Effects of 4-hydroxy-4-androstene-3, 17-dione and 10-propargylestr-4-ene-3, 17-dione on the metabolism of androstenedione in human breast carcinoma and breast adipose tissues.

The effects of 4-hydroxy-4-androstene-3, 17-dione (4-OH-A) and 10-propargylestr-4-ene-3, 17-dione (PED) on the aromatization of androstenedione (A) and the conversion of A to testosterone (T) were studied in incubations with breast carcinoma and breast adipose tissues. Parallel studies were carried out to determine the effects of 4-OH-A and PED on A metabolism in tissue from 5 patients with breast carcinoma. At 11 micro M, both compounds fully inhibited aromatization, whereas the conversion of A to T was decreased in only 2 incubations. Studies with varying concentrations of 4-OH-A and PED demonstrated that both compounds inhibited estrone (E1) formation by 80% at a concentration of 0.085 micro M, with maximum effect at 0.34 micro M. 90% inhibition of estradiol (E2) formation was observed at inhibitor concentrations of 0.17 micro M or greater.
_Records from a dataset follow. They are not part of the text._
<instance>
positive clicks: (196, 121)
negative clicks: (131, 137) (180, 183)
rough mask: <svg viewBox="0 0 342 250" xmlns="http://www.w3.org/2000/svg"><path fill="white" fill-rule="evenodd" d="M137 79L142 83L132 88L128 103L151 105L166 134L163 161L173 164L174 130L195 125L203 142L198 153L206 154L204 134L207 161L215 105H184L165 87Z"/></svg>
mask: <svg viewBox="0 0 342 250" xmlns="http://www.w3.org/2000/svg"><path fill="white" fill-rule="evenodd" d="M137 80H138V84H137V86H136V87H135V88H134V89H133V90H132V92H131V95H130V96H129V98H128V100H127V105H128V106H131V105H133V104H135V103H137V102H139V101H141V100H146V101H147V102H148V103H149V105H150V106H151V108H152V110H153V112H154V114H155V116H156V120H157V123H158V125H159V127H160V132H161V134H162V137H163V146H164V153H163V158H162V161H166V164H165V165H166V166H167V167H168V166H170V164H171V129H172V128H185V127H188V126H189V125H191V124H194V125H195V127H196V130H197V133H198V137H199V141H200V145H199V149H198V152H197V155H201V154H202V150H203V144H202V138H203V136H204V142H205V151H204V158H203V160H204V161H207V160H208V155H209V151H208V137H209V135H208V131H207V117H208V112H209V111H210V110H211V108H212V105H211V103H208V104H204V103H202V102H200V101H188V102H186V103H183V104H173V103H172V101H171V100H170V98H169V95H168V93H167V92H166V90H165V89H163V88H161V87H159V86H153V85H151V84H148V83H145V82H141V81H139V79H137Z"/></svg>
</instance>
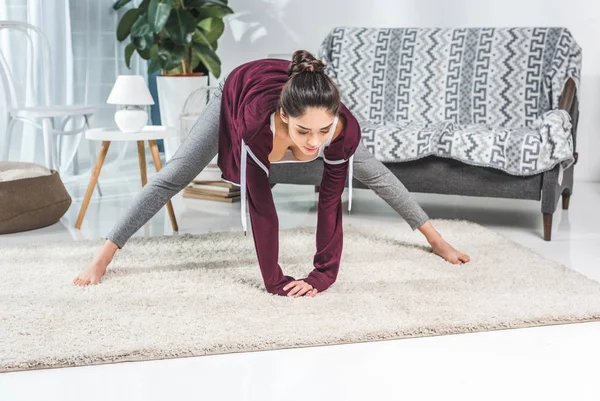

T formation was slightly affected at 0.67 microM, but was progressively inhibited with increasing 4-OH-A or PED concentrations, reaching 70% at 11 micro M. Similar experiments with 4-OH-A in breast adipose tissue homogenates showed that a concentration of 0.1 micro M was sufficient to inhibit aromatization while T inhibition required 11 micro M. 4-OH-A and PED are selective inhibitors of aromatization in human breast tissues and may provide a mechanism for controlling estrogen responsive processes.